La storia, anche quella del ciclismo, richiede grandezza da una parte e fiducia dall’altra.
Grandezza di chi soffre sui pedali e di cui aulicamente si scrive che getta il cuore oltre l’ostacolo, che va oltre le sue possibilità. Fiducia dell’appassionato, dello spettatore. Se la grandezza risulta addizionata di doping, l’eroe diventa piccolo piccolo. E l’appassionato è sempre più incline al disamore, al non credere più alle favole che pure erano tanto belle, gratificanti, ma ora risultano bugiarde e sporche. È come veder abbattere i set dei vecchi film: via Fort Alamo, via l’OK Corral, via la diligenza diretta a Lordsburg da cui spara John Wayne, via il treno per Yuma, via il ponte sul fiume Kwai, via le statue dei Cesari. Piazza pulita, per modo di dire.
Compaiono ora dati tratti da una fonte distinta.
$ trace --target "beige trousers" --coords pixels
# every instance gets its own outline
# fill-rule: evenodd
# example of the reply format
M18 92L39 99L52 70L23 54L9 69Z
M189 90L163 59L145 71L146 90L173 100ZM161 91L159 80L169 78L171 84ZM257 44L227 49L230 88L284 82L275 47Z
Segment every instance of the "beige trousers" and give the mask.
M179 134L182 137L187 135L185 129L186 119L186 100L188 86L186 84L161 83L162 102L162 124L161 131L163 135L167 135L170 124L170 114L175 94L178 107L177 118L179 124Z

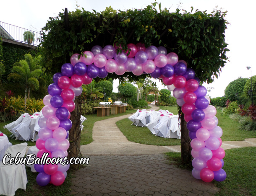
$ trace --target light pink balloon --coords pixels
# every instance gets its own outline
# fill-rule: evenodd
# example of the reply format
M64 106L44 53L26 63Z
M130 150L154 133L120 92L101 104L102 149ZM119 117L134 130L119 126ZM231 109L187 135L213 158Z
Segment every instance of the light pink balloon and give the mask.
M157 67L163 67L167 64L167 57L165 55L160 54L156 57L154 62Z
M81 62L83 62L86 65L89 65L92 64L94 57L93 53L91 51L87 51L84 52L83 53L84 56L80 57L81 59Z
M142 64L143 70L147 73L151 73L156 69L156 65L152 60L147 60Z
M118 69L115 72L117 75L121 75L125 72L126 69L124 64L118 64Z
M133 73L135 75L141 75L144 71L142 65L137 64L136 68L133 70Z
M109 59L107 60L105 69L109 73L113 73L118 69L118 63L113 59Z

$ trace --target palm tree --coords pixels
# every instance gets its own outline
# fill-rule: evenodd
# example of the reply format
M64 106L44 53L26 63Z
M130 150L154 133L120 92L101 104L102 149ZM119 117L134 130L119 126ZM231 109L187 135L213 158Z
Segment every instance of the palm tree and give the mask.
M41 56L33 58L29 54L24 55L25 60L21 60L15 64L12 68L12 73L8 76L8 80L18 82L25 86L25 111L26 108L27 92L29 91L29 98L30 88L37 90L39 88L38 79L42 72L40 65Z

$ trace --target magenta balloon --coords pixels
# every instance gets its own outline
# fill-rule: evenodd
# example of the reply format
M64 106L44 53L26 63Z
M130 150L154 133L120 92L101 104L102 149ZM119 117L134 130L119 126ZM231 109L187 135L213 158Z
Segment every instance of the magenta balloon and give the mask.
M181 88L185 87L186 82L186 79L182 75L177 75L174 78L173 85L176 88Z
M163 67L167 64L168 59L165 55L160 54L156 57L154 62L157 67Z
M158 54L164 54L165 56L167 54L167 50L164 46L157 47L158 50Z
M138 52L142 51L145 51L146 50L146 47L145 47L145 44L142 43L138 43L136 44L136 47L138 49Z
M130 54L128 55L128 58L133 58L135 56L135 54L138 52L138 49L135 44L127 44L128 50L126 52L126 54L128 54L130 50Z
M185 88L175 88L173 90L172 94L173 94L173 96L176 99L181 99L183 98L183 97L186 92Z
M107 63L107 58L102 54L96 54L93 59L93 63L97 67L103 67Z
M135 75L141 75L144 71L142 65L137 64L136 68L133 70L133 73Z
M81 62L81 54L77 53L74 54L71 56L70 62L73 66L74 66L78 62Z
M59 142L55 138L50 137L45 141L45 149L50 152L54 151L58 148Z
M196 137L200 141L206 141L210 137L210 132L206 129L201 128L196 131Z
M206 129L210 130L213 129L215 126L215 121L212 117L205 117L201 121L202 126Z
M201 148L205 146L205 144L204 142L200 141L197 138L195 138L191 140L190 145L195 150L198 151Z
M41 128L38 132L38 137L42 140L45 141L52 137L52 131L47 127Z
M152 60L148 60L143 64L143 70L147 73L151 73L156 69L156 65Z
M208 148L204 147L199 149L198 155L203 160L208 161L212 157L212 152Z
M145 63L148 59L148 55L146 52L140 50L136 53L134 58L137 63L143 64Z
M52 96L49 94L44 96L44 99L43 99L43 102L44 106L50 105L51 104L51 98L52 98Z
M58 127L55 129L52 133L52 137L57 141L63 140L67 136L67 132L63 127Z
M153 60L158 55L158 49L154 46L150 46L145 51L148 55L148 59Z
M118 64L118 69L115 72L117 75L122 75L125 72L126 68L124 64Z
M214 178L214 173L209 168L204 168L200 171L200 178L205 182L210 182Z
M205 141L205 146L212 150L215 150L219 147L219 141L215 137L210 137Z
M67 139L64 139L59 141L58 148L63 150L67 150L69 147L69 142Z
M94 56L90 51L85 51L83 52L84 56L81 57L81 62L86 65L92 64Z
M196 106L193 104L188 104L184 103L181 107L181 111L184 114L191 114L192 112L196 109Z
M50 105L44 106L42 109L43 115L46 118L49 118L55 115L56 109Z
M83 81L84 81L84 84L88 85L89 84L90 84L91 81L92 81L92 78L88 76L88 75L87 75L87 74L86 73L84 74L84 75L83 75L82 77L83 77Z
M60 120L55 116L50 116L46 121L46 127L50 129L55 129L60 125Z
M192 92L187 92L184 95L184 101L188 104L193 104L196 101L196 95Z
M170 52L167 54L166 55L166 57L167 59L167 64L172 66L174 66L176 64L179 60L178 55L174 52Z
M102 54L102 51L103 49L100 46L94 46L91 50L91 52L93 54L93 55L95 56L96 54Z
M118 64L123 64L127 60L127 56L125 52L122 51L122 52L118 53L117 54L116 53L115 54L114 59Z
M63 89L68 88L71 84L70 79L68 76L62 76L58 80L58 85Z
M206 161L203 160L199 157L193 159L192 164L193 168L198 170L201 170L207 167Z
M70 101L74 98L75 93L71 89L68 88L63 90L60 94L64 101Z
M126 71L131 72L136 68L137 63L133 58L128 58L124 65L126 69Z
M114 58L115 53L115 49L114 46L111 45L107 45L103 48L102 54L105 55L107 59Z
Da una piazza finalmente ripulita può muoversi un ciclismo nuovo, nella mentalità prima di tutto. Appare sempre più attuale la proposta della Wada per una commissione di verità e riconciliazione. E noi aspettiamo, intanto, col sacro fuoco che è diventato una fiammella, quasi una lucciola. Se questi Superman negli ultimi vent’anni potenziati in laboratorio sono il nuovo ciclismo, rimessi i sandali del penitente noi aspettiamo Bartali. Spunterà uno così, da una curva, deve spuntare, e forse ci sarà ancora il ciclismo.